You do not block the GenServer while at the same time you make the caller wait. It’s ideal IMO because the caller doesn’t have to invent extra logic to match on a return value and do Process.sleep; this pattern will just block it until the GenServer sends it what it needs (which it will not do immediately due to the rate-limiting constraints).

dwark · February 9, 2024, 3:06pm

Agreed, but that was assuming there were no concurrent calls …

jswanner · February 9, 2024, 5:09pm

For sure, it’s a matter of “quick and dirty” (Process.sleep), or more robust (GenServer.reply). It’s not just about the bookkeeping thing I mentioned, you might also want to introspect this process from time to time, to see how big the queue is or whatever, and you can’t do that if the process is blocking.

Another question: do you need a queue or can you load shed (drop requests)?

dwark · February 10, 2024, 8:39am

Very useful! Thank you, bookmarked for later use …

_jonas · February 10, 2024, 1:58pm

Yeah that’s fair, I just like the simplicity of using the message queue that already exists for the process, but it’s great to be aware of the tradeoff, I may refactor to this queue and reply method depending on the needs of the app.

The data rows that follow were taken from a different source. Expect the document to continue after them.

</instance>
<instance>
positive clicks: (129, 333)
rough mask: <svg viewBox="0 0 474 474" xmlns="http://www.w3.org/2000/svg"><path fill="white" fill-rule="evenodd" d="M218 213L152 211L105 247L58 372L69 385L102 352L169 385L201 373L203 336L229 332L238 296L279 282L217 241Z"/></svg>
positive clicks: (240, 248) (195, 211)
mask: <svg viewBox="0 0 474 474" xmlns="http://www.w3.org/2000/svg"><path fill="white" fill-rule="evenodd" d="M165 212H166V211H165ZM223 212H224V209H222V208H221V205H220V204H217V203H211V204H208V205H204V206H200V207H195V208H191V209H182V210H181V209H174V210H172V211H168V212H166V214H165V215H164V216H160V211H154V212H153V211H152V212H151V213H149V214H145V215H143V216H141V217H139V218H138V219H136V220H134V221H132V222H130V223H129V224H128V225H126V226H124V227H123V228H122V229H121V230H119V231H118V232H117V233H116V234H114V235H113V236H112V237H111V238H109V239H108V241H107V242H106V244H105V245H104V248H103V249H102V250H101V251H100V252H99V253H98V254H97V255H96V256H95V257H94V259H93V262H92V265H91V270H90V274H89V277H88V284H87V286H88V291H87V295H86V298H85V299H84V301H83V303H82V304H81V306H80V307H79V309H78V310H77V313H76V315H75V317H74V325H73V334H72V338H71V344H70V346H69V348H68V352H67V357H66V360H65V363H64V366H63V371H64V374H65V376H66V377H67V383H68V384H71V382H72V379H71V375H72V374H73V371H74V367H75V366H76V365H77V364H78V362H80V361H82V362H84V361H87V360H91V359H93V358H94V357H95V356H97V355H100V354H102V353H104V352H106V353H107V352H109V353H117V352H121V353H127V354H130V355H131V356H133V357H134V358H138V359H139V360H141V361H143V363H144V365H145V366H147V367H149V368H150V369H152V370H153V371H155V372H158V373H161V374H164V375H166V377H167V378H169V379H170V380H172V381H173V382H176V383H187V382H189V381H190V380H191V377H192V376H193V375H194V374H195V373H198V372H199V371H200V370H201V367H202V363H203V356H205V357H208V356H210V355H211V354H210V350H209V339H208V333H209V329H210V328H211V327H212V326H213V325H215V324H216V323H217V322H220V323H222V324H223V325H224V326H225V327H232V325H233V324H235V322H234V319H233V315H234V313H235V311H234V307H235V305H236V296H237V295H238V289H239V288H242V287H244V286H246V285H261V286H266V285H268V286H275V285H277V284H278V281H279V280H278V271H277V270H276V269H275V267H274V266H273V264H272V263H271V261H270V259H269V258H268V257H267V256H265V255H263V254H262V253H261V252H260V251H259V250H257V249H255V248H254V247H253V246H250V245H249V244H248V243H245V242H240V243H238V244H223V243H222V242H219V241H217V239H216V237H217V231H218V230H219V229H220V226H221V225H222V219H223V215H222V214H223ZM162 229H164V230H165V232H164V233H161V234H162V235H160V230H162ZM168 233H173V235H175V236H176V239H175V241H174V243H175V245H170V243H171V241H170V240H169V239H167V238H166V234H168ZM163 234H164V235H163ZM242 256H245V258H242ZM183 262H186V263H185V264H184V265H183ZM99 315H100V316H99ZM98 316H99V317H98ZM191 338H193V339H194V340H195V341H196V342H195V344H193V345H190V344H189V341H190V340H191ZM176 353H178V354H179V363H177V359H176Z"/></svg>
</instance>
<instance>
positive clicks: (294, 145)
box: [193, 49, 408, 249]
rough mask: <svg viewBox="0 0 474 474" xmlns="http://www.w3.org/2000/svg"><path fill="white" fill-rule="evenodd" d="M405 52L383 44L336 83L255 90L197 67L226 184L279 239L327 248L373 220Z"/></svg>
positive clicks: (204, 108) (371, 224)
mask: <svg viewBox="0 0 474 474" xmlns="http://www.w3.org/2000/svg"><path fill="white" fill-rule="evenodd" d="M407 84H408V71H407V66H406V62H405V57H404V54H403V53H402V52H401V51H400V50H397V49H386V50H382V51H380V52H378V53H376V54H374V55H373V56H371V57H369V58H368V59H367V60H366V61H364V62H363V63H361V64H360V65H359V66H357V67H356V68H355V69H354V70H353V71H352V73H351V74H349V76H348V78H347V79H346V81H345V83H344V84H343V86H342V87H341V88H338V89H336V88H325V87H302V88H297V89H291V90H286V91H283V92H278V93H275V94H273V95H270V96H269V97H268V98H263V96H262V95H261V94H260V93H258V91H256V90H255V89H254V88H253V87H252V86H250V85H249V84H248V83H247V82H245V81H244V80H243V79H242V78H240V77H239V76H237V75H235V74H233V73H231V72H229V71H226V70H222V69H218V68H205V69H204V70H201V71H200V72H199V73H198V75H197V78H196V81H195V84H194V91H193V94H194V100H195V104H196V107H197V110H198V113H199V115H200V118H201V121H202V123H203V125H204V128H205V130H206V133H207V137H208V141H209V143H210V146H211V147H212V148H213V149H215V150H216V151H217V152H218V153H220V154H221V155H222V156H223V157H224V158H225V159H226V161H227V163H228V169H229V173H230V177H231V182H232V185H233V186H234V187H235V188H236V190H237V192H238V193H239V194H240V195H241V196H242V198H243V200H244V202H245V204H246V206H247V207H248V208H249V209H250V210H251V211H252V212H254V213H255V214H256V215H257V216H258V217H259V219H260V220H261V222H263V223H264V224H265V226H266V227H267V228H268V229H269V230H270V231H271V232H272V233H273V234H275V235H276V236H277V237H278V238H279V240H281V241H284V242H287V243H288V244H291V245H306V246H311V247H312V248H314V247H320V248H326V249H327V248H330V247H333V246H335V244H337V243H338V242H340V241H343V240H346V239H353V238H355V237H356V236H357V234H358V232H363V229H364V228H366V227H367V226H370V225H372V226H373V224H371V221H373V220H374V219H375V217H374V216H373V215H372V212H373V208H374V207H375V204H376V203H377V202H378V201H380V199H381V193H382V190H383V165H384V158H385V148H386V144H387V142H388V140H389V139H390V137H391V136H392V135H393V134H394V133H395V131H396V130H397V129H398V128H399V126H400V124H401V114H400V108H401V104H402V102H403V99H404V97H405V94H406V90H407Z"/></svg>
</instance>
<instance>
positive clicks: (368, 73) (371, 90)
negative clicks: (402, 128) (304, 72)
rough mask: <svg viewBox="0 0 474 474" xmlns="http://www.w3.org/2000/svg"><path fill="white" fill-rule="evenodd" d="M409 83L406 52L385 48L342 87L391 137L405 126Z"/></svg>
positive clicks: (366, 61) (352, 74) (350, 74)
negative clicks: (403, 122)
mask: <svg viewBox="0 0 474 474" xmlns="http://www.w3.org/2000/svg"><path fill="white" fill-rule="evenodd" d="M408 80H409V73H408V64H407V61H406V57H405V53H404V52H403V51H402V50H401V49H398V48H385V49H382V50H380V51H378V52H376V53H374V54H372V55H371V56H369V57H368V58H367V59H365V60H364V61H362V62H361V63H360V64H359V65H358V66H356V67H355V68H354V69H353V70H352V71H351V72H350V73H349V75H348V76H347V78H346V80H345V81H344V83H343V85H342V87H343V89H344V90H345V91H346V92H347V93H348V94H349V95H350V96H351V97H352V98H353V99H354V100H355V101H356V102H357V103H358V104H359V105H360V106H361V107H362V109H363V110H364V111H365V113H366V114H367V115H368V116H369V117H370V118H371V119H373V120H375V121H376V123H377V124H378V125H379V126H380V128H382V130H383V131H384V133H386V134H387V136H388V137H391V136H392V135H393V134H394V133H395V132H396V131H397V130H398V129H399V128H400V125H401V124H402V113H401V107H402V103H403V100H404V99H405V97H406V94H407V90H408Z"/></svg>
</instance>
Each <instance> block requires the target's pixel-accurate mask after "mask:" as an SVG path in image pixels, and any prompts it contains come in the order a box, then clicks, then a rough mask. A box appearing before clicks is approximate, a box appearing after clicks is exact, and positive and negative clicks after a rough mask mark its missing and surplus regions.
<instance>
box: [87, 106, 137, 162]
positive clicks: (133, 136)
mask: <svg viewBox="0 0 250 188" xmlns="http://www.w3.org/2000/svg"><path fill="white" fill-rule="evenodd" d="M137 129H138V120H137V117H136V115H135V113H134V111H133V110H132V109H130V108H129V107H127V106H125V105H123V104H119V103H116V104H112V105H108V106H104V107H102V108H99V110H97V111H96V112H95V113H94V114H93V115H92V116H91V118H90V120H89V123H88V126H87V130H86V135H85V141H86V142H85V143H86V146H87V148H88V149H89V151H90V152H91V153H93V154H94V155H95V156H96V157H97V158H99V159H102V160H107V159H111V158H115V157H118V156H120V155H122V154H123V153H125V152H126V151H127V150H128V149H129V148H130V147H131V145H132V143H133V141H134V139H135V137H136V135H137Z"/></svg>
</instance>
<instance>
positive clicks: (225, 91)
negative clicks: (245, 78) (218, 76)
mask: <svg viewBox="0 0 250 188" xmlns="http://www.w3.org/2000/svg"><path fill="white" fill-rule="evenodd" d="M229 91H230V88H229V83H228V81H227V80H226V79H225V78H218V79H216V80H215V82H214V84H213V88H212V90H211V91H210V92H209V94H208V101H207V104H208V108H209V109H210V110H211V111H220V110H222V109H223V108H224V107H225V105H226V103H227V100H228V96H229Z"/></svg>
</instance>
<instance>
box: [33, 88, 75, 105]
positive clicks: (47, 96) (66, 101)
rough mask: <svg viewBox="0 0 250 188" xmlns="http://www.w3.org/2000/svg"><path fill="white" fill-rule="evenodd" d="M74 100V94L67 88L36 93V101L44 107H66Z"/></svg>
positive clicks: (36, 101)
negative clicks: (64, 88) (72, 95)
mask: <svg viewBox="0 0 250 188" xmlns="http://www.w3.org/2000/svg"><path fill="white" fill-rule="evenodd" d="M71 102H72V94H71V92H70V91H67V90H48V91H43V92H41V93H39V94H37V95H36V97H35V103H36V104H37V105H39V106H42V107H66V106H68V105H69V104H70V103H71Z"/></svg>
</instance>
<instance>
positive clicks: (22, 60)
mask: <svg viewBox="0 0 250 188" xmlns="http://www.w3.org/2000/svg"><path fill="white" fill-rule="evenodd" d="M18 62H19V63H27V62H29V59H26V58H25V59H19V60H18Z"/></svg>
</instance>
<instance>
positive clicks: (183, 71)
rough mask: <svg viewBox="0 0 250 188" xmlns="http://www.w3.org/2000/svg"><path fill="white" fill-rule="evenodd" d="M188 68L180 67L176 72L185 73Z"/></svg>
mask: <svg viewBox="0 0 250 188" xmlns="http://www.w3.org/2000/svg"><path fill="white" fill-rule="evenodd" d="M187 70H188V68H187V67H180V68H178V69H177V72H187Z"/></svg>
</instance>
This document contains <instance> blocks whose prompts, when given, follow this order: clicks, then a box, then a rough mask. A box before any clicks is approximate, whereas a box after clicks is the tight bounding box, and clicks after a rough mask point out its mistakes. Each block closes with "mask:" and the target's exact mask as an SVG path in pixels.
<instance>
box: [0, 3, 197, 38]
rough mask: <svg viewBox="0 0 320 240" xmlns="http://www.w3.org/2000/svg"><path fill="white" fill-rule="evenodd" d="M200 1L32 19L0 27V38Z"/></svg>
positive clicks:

No I want to absolutely never drop requests, but I’m also not expecting sustained high load, perhaps I can give some context:

This is for interacting with the Paddle API, which is a Payments processor for digital goods, I have a large inventory of items in my own database that I need to synchronize with the catalog in Paddle, creating and updating items there, but also occasionally fetching orders for fulfillment (this will be very low volume, like literally maybe once per day if even) and that would probably be initiated from a webhook.

The request limit is 240 per minute, and the product catalog I’m synchronizing is larger than that, so when synchronizing a full catalog, the rate limit will always be exceeded, and in that case I just want the synchronizing to pause for the full timeout (it’s always 60 seconds but I’m reading it from the header anyways) and then continue. And during that wait time all requests will just be forced to wait, they cannot be dropped.

So I know for sure that the limit will only be reached when I do a full sync of the catalog, which shouldn’t really happen a lot. If I happen to route more requests through there, I may upgrade to a more ‘solid’ solution with regards to rate limiting.

Anyways thanks again for the input everyone, I really appreciate it and definitely learned some things.

dimitarvp · February 10, 2024, 2:17pm

Oh, so if you exhausted your limit for the minute you have to wait all the way until the next minute starts?

Say you do 60 requests between 13:20:00 and 13:20:15, now you have to wait 45 seconds until 13:21:00 comes around?